By Aduragbemi Omiyale

The amount shared to the three tiers of government, the federal government, state governments, and local governments, by the Federation Account Allocation Committee (FAAC), decreased in March 2023 from the money distributed in February.

A communique issued on Wednesday after the FAAC meeting in Abuja disclosed that N722.7 billion was disbursed from the revenue generated by the country last month compared with the N750.2 billion shared in February.

A breakdown showed that the total distributable revenue of N722.677 billion comprised distributable statutory revenue of N366.800 billion, distributable Value Added Tax (VAT) revenue of N224.232 billion, Electronic Money Transfer Levy (EMTL) of N11.645 billion and N120.000 billion Augmentation from Forex Equalisation Account.

In the disclosure signed by the Director of Press and Public Relations of the Office of the Account-General of the Federation (OAGF), Mr Bawa Mokwa, it was disclosed that in February, Petroleum Profit Tax (PPT), Companies Income Tax (CIT), Oil and Gas Royalties, Import and Excise Duties all decreased significantly while Value Added Tax (VAT) and Electronic Money Transfer Levy (EMTL) decreased marginally.

Explaining how the money was disbursed, FAAC said from the N722.677 billion, the federal government received N269.063 billion, the state governments got N236.464 billion, and the local councils were given N173.936 billion, while N43.214 billion was shared to the oil-producing states as 13 per cent derivation revenue.

Further, from the N366.800 billion distributable statutory revenue, the federal government received N178.683 billion, the state governments received N90.630 billion, and the local government councils received N69.872 billion, with relevant states getting N27.614 billion as 13 per cent derivation revenue.

In addition, from the distributable N224.232 billion from VAT, the federal government received N33.635 billion, the state governments received N112.116 billion, and the local councils received N78.481 billion.

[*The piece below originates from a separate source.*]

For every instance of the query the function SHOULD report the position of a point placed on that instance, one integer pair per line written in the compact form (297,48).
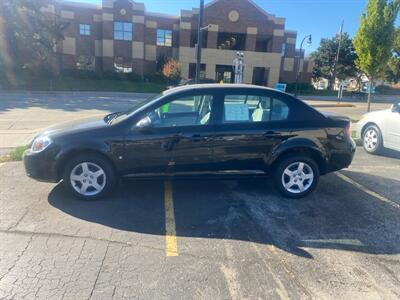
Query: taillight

The statement also said N11.645 billion Electronic Money Transfer Levy (EMTL) was distributed as follows: the Federal Government received N1.747 billion, the State Governments received N5.822 billion, and the Local Government Councils received N4.076 billion.

From the N120.000 billion Augmentation, the Federal Government received N54.998 billion, the State Governments received N27.896 billion, the Local Government Councils received N21.506 billion, and a total sum of N15.600 billion was shared to the relevant States as 13 per cent of mineral revenue.

In February 2023, the total deductions for the cost of the collection were N27.449 billion, and total deductions for transfers, savings, recoveries and refunds were N109.909 billion, while the balance in the Excess Crude Account (ECA) was $473,754.57, the same amount it had remained since December 2022.